Contemplating the intersection of scientific discovery, technological advancement, and legal conundrum, an astrophysicist, ethicist, and political scientist—Harvard-Smithsonian’s Martin Elvis, King’s College’s Tony Milligan, and the Missouri University of Science and Technology’s Alanna Krolikowskic—came to a startling conclusion in a 2016 paper:
“Effectively a single wire could co-opt one of the most valuable pieces of territory on the Moon into something approaching real-estate, giving the occupant a good deal of leverage even if their primary objective was not scientific enquiry.”
It works like this: There are legitimate scientific experiments to be conducted on energy the sun emits as radio waves longer than ten meters, which are difficult to detect on earth due to interference. But one of these thin ridges of permanent sunlight would be a perfect place to set up a long, skinny antenna to constantly monitor the sun’s long-wavelength emissions.
And due to the way we interpret space law, the presence of such a radio telescope would prohibit any visits, robotic or human, that might interfere with its sensitive measurements. And while this is a thought experiment, it won’t be for long. The ability to erect such a telescope is within the reach not just of governments but also some of the private companies developing lunar transportation services.
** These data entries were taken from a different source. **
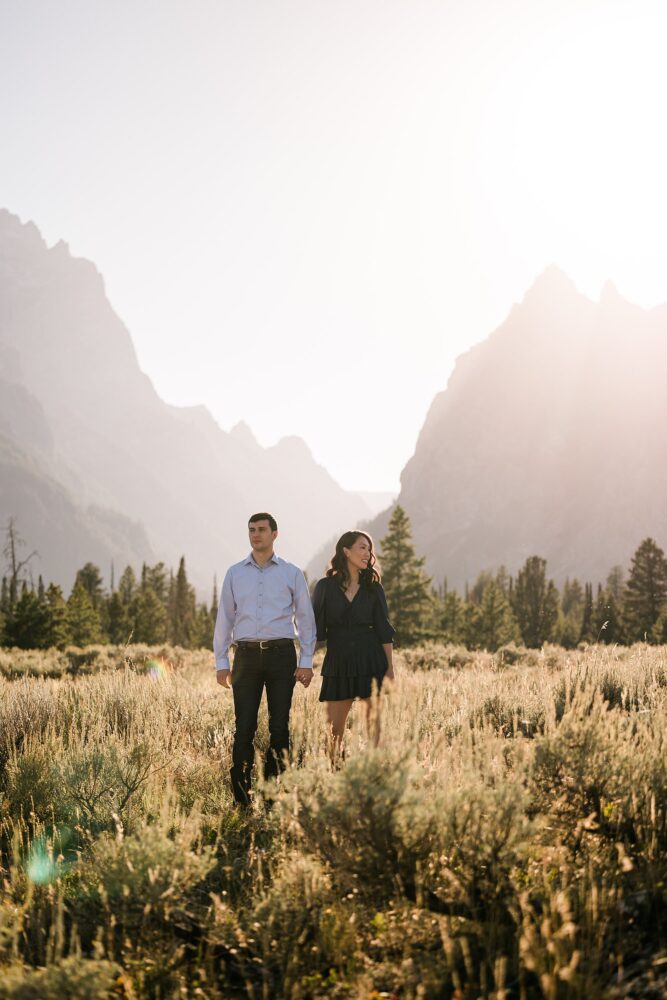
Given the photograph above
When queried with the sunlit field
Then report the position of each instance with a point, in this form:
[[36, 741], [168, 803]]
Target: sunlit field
[[508, 838]]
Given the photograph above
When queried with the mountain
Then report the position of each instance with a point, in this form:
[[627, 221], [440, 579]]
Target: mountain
[[550, 438], [78, 409]]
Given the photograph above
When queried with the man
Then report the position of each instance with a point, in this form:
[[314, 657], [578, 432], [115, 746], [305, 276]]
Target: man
[[261, 598]]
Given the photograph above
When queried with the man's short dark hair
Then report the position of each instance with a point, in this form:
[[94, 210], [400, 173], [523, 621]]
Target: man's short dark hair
[[263, 516]]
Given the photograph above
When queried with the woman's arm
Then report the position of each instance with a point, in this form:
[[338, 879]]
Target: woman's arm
[[389, 653]]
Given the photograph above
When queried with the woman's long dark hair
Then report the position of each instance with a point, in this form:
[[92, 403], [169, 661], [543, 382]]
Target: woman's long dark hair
[[338, 565]]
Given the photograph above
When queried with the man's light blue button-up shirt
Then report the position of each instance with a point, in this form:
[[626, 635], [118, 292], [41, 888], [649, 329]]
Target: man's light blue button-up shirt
[[264, 602]]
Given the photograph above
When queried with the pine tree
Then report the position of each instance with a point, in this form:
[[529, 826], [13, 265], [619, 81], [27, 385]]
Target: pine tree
[[149, 617], [58, 636], [451, 624], [497, 625], [90, 578], [83, 619], [183, 608], [588, 632], [119, 620], [471, 625], [202, 631], [28, 627], [407, 586], [535, 603], [645, 591]]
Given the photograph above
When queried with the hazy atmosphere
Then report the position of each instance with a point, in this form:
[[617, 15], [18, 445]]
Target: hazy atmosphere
[[303, 212]]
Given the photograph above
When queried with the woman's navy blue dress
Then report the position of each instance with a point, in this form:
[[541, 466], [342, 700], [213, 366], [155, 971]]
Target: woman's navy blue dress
[[354, 632]]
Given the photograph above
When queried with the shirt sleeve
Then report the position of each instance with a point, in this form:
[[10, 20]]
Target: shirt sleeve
[[305, 621], [319, 607], [383, 627], [224, 624]]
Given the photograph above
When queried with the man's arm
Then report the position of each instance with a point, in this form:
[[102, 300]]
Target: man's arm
[[305, 627], [224, 629]]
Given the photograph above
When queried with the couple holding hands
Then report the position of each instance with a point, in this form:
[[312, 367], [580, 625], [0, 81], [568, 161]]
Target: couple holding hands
[[262, 599]]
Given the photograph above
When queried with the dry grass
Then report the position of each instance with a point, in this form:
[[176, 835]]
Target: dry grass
[[507, 840]]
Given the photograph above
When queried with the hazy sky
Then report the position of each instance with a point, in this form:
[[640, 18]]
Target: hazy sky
[[304, 211]]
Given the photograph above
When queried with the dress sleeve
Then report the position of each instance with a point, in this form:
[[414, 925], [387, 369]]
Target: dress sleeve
[[383, 627], [319, 607]]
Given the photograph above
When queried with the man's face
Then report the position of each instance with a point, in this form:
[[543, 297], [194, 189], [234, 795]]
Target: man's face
[[261, 536]]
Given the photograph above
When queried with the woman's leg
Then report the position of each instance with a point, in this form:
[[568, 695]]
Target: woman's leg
[[373, 722], [337, 713]]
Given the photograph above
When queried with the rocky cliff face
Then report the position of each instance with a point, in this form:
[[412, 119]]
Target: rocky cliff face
[[550, 439], [95, 425]]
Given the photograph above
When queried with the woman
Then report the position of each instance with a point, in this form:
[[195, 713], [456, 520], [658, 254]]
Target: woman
[[352, 618]]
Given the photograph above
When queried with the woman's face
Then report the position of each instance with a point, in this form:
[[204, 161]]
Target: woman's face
[[359, 554]]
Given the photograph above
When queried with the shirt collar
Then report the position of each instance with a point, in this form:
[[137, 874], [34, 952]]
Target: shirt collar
[[251, 562]]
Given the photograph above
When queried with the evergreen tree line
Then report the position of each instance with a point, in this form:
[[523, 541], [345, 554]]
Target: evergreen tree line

With geopolitical prestige deeply intertwined with space exploration—and the possibility that geopolitical power might hinge on space success—any such effort to occupy this valuable real estate will be looked upon with skepticism.
The authors, referencing everything from Japan’s insistence that its whale hunting is for scientific purposes (an international tribunal ruled otherwise) to the 1848 California gold rush, worry that the moon could become “an ungoverned space where the mighty and quick prevail at the expense of the weak and slow.”
Their hope, however, is that international actors will fear instability even as they seek advantage. This may lead them to find common standards to ensure that the costs of scientific exploration—in this case, effectively claiming prime real estate—be proportional to their results, offering “a basis for the articulation of grievances against those who conduct their scientific activities as a pretext to occupy valuable lunar features.”
If a lunar Festivus seems far-fetched, just remember that wherever humans go, they have brought their political problems with them. And should the moon become a site of controversy and disagreement, that will serve as an indicator of how successful current efforts to the return to the moon have been.
“If we end up in a position where we are having disputes over who owns what part of the moon according to the Outer Space Treaty, NASA and others have done something very good,” NASA administrator James Bridenstine told Quartz in December 2018.